Thanks, David. Yeah, I agree that some kind of ebony seems like good possibility but I checked my pages and couldn't find a match that was close enough to be very helpful. Plus, most ebonies, particularly the true ebonies (genus Diospyros) tend to be from Africa or Asia.

Ebonies, like the rosewoods, can be very difficult to ID/distinguish so I may never figure this one out.

Reactions: Like 1


----------



## DKMD (Jul 22, 2016)

Here's a question for you, Paul... Does pore density give a clue about wood ID? In other words, does the number of pores per square centimeter remain consistent for samples of a given species? I realize pore shape, distribution, and patterns are useful, but I wonder about the density...

Reactions: Like 1


----------



## indonesianwood (Jul 22, 2016)

176 look like tamarind heartwood..
Does it sinking on the water??


----------



## phinds (Jul 22, 2016)

DKMD said:


> Here's a question for you, Paul... Does pore density give a clue about wood ID? In other words, does the number of pores per square centimeter remain consistent for samples of a given species? I realize pore shape, distribution, and patterns are useful, but I wonder about the density...


David, yes pore density does matter and can be very indicative of is/is not a species. It does not remain terribly consistent within a species (or even a single plank) but it doesn't range too far from the average. It was in fact one of the considerations that caused me to rule out Brazilian ebony. #181 has a noticeably lower pore density than Brazilian ebony

Reactions: Thank You! 1


----------



## phinds (Jul 22, 2016)

indonesianwood said:


> 176 look like tamarind heartwood..
> Does it sinking on the water??


Thanks for the suggestion.

As specifically stated in the text, it has a density about 67 lbs/cuft so yes it would sink in water, but while you are spot on that the face grain looks like tamarind, the end grain immediately rules that out. #176 has heavy (although faint) confluent parenchyma and although tamarind has noticeable vasicentric parenchyma, the circles don't merge into confluent bands.


----------



## Nature Man (Jul 22, 2016)

177 resembles Mahogany.

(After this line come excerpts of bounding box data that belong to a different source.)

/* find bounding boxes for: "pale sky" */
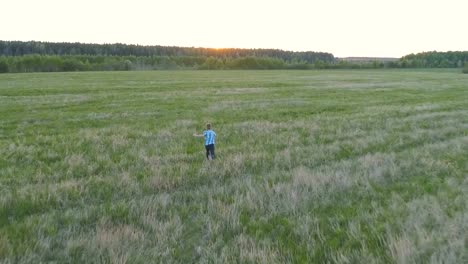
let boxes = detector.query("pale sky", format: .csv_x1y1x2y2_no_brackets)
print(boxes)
0,0,468,57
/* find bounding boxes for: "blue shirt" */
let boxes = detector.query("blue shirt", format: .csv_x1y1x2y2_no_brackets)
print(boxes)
203,129,216,146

Chuck


----------



## phinds (Jul 22, 2016)

Nature Man said:


> 177 resembles Mahogany. Chuck


Only superficially, Chuck. End grain rules that out immediately, but thanks for looking.

Reactions: Thank You! 1


----------



## barry richardson (Jul 23, 2016)

168 looks like Apitong. Not one of your latest additions, but I strayed......


----------



## barry richardson (Jul 23, 2016)

176. I'm sure you know this but Iroko is often referred to as African Teak. Doesn't look like what I have though...


----------



## phinds (Jul 23, 2016)

barry richardson said:


> 176. I'm sure you know this but Iroko is often referred to as African Teak. Doesn't look like what I have though...


That's a good catch on the name, but yeah I do know that and the end grain ruled out iroko immediately for both of the mystery woods labled "African teak"


----------



## phinds (Jul 23, 2016)

barry richardson said:


> 168 looks like Apitong. Not one of your latest additions, but I strayed......


That's an excellent catch Barry. I think you may be right, but, here's what I've added to the page:

Barry Richardson of the Wood Barter forum suggested that this might be apitong and I think that's a VERY good likelihood. The only possible flaw that I see is that the pores in this wood seem to be clearly smaller (but with about the same density) as in all of my samples of apitong and not surprisingly the corresponding way that the pores show up on a flat cut surface exhibits a difference based on that same fact. Still, apitong is closer than anything else I've found so far.

AMMENDED AS FOLLOWS:

[LATER] After some more research, I find that previously unknown to me, Milicia regia is also sometimes called iroko. I had only Milicia excelsa as iroko but have changed that on the iroko page. The single example of Milicia excelsa end grain that I have been able to find on the internet does seem to have larger pores than my Milicia excelsa samples on which I had based the statement directly above, so this mystery wood might well be Milicia regia.

Thanks Barry

Reactions: Like 1


----------